Quelles sont les clauses visées ?
L’interdiction vise autant les clauses (ou conditions) résolutoires expresses que les clauses d’exigibilité immédiate ou de déchéance du terme. La clause résolutoire expresse a pour effet de mettre fin à la convention avec effet rétroactif. La clause de déchéance du terme laisse, quant à elle, le contrat en vigueur, tout en ôtant au consommateur le bénéfice de l’échelonnement des paiements. Elle a pour effet de rendre immédiatement exigibles l’ensemble des paiements à échoir et de contraindre le consommateur à exécuter la convention intégralement, de manière immédiate.
Clause résolutoire et appréciation par le juge
En insérant une clause résolutoire ou de déchéance dans leur convention, les parties conviennent, en principe, d’enlever au juge le pouvoir d'appréciation quant à la gravité du manquement. Le juge conserve toutefois un pouvoir de contrôle a posteriori par lequel il vérifiera si les conditions de mise en œuvre de la clause ont été respectées. Par ailleurs, le juge pourra également contrôler que l’application de la clause est faite avec équité et sans abus de droit.

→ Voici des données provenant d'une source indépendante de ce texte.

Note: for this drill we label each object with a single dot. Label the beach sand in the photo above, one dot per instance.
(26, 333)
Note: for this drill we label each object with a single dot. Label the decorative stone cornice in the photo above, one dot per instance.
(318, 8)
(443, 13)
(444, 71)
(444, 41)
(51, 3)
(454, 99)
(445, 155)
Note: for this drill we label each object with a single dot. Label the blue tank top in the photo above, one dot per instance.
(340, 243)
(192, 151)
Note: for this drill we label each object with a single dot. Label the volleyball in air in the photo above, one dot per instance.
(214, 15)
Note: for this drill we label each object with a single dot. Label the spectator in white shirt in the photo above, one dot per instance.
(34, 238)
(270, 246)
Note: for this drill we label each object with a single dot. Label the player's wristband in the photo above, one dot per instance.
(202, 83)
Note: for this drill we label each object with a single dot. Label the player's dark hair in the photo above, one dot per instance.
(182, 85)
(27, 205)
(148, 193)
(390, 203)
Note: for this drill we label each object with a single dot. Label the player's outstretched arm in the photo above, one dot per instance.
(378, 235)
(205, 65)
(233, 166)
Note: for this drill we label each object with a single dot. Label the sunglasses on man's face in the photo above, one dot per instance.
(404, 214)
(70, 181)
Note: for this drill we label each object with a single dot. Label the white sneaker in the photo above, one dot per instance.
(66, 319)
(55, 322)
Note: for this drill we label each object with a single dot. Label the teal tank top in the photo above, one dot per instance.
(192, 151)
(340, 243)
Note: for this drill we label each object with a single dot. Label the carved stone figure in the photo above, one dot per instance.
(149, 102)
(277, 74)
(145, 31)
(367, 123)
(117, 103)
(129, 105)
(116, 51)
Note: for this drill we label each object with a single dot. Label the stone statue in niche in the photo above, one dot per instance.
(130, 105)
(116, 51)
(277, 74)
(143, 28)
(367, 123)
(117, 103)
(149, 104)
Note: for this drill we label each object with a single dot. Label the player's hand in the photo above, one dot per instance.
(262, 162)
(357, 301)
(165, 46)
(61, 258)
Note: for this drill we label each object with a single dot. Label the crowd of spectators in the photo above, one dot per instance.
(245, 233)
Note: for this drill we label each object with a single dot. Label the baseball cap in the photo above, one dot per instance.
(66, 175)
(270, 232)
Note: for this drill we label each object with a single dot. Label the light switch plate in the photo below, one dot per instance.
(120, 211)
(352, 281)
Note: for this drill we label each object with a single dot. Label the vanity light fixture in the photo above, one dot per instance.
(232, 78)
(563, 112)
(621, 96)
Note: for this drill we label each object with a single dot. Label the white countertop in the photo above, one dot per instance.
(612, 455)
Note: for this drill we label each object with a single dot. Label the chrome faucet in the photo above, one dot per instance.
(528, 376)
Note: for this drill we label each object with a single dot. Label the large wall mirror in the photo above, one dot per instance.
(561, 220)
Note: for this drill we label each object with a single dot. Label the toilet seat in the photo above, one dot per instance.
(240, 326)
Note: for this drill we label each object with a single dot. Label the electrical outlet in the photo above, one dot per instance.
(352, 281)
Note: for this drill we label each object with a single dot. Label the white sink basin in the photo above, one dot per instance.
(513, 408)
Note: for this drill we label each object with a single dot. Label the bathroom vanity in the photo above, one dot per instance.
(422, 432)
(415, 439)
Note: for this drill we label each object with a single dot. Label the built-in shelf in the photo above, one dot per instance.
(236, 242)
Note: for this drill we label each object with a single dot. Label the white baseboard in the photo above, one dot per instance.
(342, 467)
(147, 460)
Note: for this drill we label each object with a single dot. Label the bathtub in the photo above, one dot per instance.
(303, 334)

Les articles VII.210 et VII.213 reconnaissent au juge un pouvoir de modération sur les pénalités ou les dommages et intérêts convenus ou appliqués, notamment sous la forme de clause pénale, en cas d'inexécution de la convention. En crédit à la consommation, certaines décisions ont considéré que l’exigibilité immédiate autorisée par une clause contractuelle, même conforme aux exigences légales, était une forme de pénalité sur laquelle le juge pouvait exercer ce pouvoir de modération.
Application du droit commun en l'absence de clause
L’article VII.147/20 limite uniquement la validité des clauses qui permettent au prêteur de mettre fin au contrat. Il ne porte pas atteinte au droit commun, applicable en l’absence de toute clause. Le prêteur serait donc en droit de demander la résolution du contrat au juge conformément à l’article 1184 du Code civil en cas d’inexécution des obligations du consommateur. Le juge appréciera si le manquement invoqué est suffisamment grave pour justifier la résolution du contrat.
Par ailleurs, Selon l’article 1188 du Code civil, «le débiteur ne peut plus réclamer le bénéfice du terme lorsqu'il a fait faillite, ou lorsque par son fait il a diminué les sûretés qu'il avait données par le contrat à son créancier ». Mais en crédit hypothécaire,l’article 147/20, § 2, limite le pouvoir du juge à prononcer la résolution du contrat. La faillite et la diminution des sûretés pourront constituer un motif de résolution judiciaire dans les circonstances précisées à l’article VII.147/20, § 2.
Si le recours à l'article 1188 devait subsister malgré l’absence de dispositions contractuelles adéquates, ce qui est douteux, ce ne serait possible, dans tous les cas, que pour les circonstances décrites à l’article VII.147/20, § 2.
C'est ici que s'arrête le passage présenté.